A food web model of Lake Garda as a management tool within the context of climate changes.

Abstract

Freshwater ecosystems support enormous biodiversity and provide key ecosystem services. However, alteration of natural flow regimes, nutrient loading and climate forcing have resulted in major impacts on water quality, food webs and productivity. Lake Garda, the largest of the deep southern subalpine lakes, experienced, during the last 40 years, a significant tendency to an increase of phosphorus content and water temperatures (0.035 °C/year in the upper 50 m layer).

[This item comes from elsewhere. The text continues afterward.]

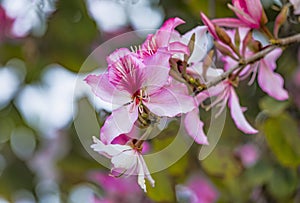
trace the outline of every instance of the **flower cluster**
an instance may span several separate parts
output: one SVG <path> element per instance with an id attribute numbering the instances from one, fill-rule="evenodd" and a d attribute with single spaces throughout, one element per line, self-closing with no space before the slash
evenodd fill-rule
<path id="1" fill-rule="evenodd" d="M 241 80 L 250 78 L 251 85 L 257 78 L 269 96 L 288 98 L 283 78 L 275 72 L 282 49 L 272 48 L 279 43 L 286 16 L 279 13 L 272 34 L 260 0 L 233 0 L 229 8 L 237 18 L 210 20 L 201 13 L 205 25 L 184 35 L 175 30 L 184 21 L 171 18 L 135 49 L 120 48 L 110 54 L 107 72 L 85 79 L 94 94 L 113 107 L 100 139 L 94 137 L 91 147 L 111 159 L 113 173 L 137 175 L 145 192 L 144 179 L 152 186 L 154 180 L 142 156 L 143 143 L 161 118 L 182 116 L 187 134 L 198 144 L 208 145 L 199 117 L 201 107 L 218 107 L 218 116 L 228 105 L 238 129 L 246 134 L 258 132 L 240 106 L 236 88 Z M 223 67 L 214 68 L 214 61 L 221 61 Z M 136 128 L 146 130 L 140 135 Z M 125 144 L 116 142 L 120 136 L 127 137 Z"/>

The objective of the thesis was to characterize trophic interactions and energy fluxes within the Lake Garda food web and to evaluate their temporal dynamics, considering effects of fisheries and climate change, using an Ecopath with Ecosim (EwE) mass-balanced model composed by 22 functional groups. According to the model outputs, ecotrophic efficiency is generally higher for fish groups and lower for zooplankton and primary producers, indicating that bottom-up control is the dominant pattern in the lake. At the current status, primary production required for total catch is 88.43 t/km2, which corresponds to 4.23% of total primary production (2090 t/km2/year). Dynamic simulations based on temperature increase scenarios show that, with constant primary production, effects on the different groups in terms of relative biomass are mixed, whereas, with increased primary production, effects are significantly positive for most groups, with an increase in the total biomass of the system up to 20%.